Lanzó la baraja a esta, que la tomó con la agilidad de un felino. Las sacó del paquete y comenzó a barajarlas. Sus miradas se encontraron. El vacío de los ojos de la figura devoraba la penuria del corazón de Martín.
—¿Preparado?
—Adelante.
La figura blanquecina sacó una moneda similar a la que este portaba.
—¿Cara o cruz? —preguntó sin apartar sus cuencas de la moneda.
—Cruz.
—Interesante elección…
La moneda se alzó en el aire, y, al caer sobre la mano de aquel ser, un sonido sordo logró escucharse, casi imperceptible, al tocar la palma.
—Cara… Me toca ser la banca.
Martín tragó saliva. Las dos primeras cartas fueron repartidas. La suma de estas daban diez. Este pidió otra: doce; y otra más, quince.
—¿Vas a plantarte?
—No. Hasta el final.
Ella comenzó a reír.
—Siempre me has parecido interesante, ¿sabes?
Sacó otra carta: Veinte. La mirada de aquella se posó sobre las cartas y preguntó sin articular palabra si se atrevía a una más. Martín negó con la cabeza.
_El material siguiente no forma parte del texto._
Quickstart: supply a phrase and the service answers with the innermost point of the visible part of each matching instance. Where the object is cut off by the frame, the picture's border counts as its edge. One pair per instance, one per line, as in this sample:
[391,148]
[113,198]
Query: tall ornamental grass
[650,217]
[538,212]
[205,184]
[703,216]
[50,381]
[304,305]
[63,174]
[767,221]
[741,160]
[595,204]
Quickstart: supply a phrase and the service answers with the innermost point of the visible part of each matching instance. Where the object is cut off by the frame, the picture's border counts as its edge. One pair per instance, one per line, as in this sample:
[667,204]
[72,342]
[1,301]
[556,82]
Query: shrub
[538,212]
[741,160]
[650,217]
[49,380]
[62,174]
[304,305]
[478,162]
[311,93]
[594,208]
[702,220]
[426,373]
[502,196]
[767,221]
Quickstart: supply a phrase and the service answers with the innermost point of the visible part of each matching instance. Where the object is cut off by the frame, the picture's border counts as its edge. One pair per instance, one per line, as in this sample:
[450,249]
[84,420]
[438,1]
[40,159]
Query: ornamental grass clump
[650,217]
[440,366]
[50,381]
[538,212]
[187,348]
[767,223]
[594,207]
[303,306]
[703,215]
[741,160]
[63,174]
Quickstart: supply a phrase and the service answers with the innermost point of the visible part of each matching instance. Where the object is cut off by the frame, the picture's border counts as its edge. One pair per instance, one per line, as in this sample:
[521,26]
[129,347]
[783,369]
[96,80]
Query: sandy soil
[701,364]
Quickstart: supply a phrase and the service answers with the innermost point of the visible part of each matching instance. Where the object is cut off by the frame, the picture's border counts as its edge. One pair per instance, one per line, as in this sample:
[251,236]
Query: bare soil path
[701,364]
Entonces, la banca comenzó a jugar. Sumaba siete de momento.
—Las cartas son seductoras…
Diez.
—Y el azar no es más que un medio para hacernos sentir vivos, ¿sabes?
Doce.
—Es así: el azar, absurdo e influyente soberano, es dueño de la vida; pues, sois esclavos de este. Mirad: así es como funciona todo.
Diecisiete.
—Nacéis en un seno sin nombre. Crecéis hasta conseguir la sangre de vuestros allegados. Y la Muerte…
Veinte.
—Oh, la Muerte… Que torpe y apenada miserable. Parca ciega y de flores marchitas como pupilas. Que doloroso es, ¿no?
Qué doloroso…
Veintiuno.
Martín aceptó su destino. Había perdido ante ella. Ya no quedaba más que ser consumido por la oscuridad; pero no tenía miedo. Ya no.
—Esta partida ha sido la mejor de todas, ¿no crees?
—Sí —respondió, amargamente—. Ha sido una muy buena partida.
La mano blanquecina de la Parca tomó una carta más. La última carta.
—Jugaremos de nuevo, ¿no? —preguntó con interés—. Un día te ganaré.
Veintiséis.
Martín se quedó perplejo ante esto. La Parca extendió la mano y se la ofreció. Estrecharon la mano y, cuándo quiso darse cuenta, Martín despertó cerca de su grupo. Sandra fue la primera en percatarse, y corrió a abrazarlo.
—¿Qué pasó? —preguntó ella, preocupada.
En su mano, contaba con la moneda ganada. La lanzó al aire y, cuando cayó en su mano, volvió a salir cara.
—He ganado.
Miró a lo lejos y la Parca se alejó. Aquella derrota fue, para ella, la mayor de sus victorias.